Since the E-2C carries no weapons, the information it gathers is worth nothing if it can't be transmitted to a weapons-delivery platform. Its Airborne Tactical Data System (ATDS), consisting of an auto-detection radar, airborne computers, and a memory and data link system, is tied to the Naval Tactical Data System (NTDS), located at fleet headquarters, which gives an overall picture of the tactical situation. The communications suite of the E-2C includes six UHF radios, of which three are also VHF capable, as well as two HF radios. The aircraft can use two digital data links to automatically relay tactical information to the battle force ships and to aircraft under E-2C control. The E-2C can also update its tracks with amplifying data received from other platforms, greatly increasing the information available to the E-2C Mission Commander, making him probably the best informed person in the battle group.

The Hawkeye can stay on station for more than five hours, and can cruise on station for more than four hours and 200 miles from it's base.
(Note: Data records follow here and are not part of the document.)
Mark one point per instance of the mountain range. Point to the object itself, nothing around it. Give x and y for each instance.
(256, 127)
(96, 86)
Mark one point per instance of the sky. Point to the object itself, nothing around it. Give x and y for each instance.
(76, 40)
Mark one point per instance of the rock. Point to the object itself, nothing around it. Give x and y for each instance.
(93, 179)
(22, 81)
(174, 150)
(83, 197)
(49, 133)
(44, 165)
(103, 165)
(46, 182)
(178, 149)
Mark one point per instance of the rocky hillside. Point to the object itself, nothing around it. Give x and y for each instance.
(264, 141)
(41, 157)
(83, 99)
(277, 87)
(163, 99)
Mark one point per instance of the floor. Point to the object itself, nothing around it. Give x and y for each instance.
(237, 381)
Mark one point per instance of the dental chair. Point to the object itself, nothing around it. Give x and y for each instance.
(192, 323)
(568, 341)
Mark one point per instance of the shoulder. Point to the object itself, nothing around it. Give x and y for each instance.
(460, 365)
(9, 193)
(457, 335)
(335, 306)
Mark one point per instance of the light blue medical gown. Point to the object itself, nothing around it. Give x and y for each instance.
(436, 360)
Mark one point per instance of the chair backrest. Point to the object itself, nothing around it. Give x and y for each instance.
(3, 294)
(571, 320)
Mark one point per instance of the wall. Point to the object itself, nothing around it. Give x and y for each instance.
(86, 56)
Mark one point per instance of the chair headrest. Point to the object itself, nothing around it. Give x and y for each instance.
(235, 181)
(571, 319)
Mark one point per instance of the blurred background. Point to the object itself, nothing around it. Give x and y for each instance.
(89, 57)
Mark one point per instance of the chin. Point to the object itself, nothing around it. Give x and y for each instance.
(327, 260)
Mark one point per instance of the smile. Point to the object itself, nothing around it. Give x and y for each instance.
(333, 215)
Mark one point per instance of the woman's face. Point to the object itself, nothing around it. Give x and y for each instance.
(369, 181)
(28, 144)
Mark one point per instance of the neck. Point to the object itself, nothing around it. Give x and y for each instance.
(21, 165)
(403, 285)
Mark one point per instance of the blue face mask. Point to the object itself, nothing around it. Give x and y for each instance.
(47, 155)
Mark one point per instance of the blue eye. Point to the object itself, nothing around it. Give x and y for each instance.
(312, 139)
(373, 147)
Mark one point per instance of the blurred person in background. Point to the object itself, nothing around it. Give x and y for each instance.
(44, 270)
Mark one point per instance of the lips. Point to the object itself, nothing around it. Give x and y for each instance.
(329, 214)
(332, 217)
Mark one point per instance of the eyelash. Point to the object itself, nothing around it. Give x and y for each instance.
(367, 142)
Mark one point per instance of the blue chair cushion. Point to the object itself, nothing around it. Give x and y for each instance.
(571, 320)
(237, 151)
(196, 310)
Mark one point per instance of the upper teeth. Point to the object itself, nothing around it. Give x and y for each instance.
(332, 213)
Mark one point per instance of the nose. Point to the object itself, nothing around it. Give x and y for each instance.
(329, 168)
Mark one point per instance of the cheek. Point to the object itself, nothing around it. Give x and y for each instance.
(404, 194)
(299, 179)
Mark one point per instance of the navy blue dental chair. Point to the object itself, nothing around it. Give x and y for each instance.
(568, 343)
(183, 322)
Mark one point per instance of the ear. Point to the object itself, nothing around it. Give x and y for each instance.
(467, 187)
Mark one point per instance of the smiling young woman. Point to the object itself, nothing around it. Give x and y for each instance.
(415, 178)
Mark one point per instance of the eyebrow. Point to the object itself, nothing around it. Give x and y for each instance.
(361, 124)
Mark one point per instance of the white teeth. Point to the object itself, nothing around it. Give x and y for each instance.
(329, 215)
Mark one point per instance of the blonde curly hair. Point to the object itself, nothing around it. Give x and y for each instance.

Hawkeye combines fuel economy with short takeoff capability. The E-2C is powered by two Allison T56-A-425 turboprop engines, developing a maximum of 4,600 Indicated Horse Power. The engines provide high speed (13,820 RPM) low-torque output. A reduction gear assembly provides a constant speed (1,106 RPM), using variable pitch Hamilton-Standard propellers to adjust speed. The Hawkeye's T56 engines and propellers are what gives it the nickname "Hummer." Those eight spinning blades are also the reason for the E2C's reputation as the biggest personnel hazard on the flight deck. "Don't walk through prop arcs!" is repeated like a mantra from the first day on board until check out.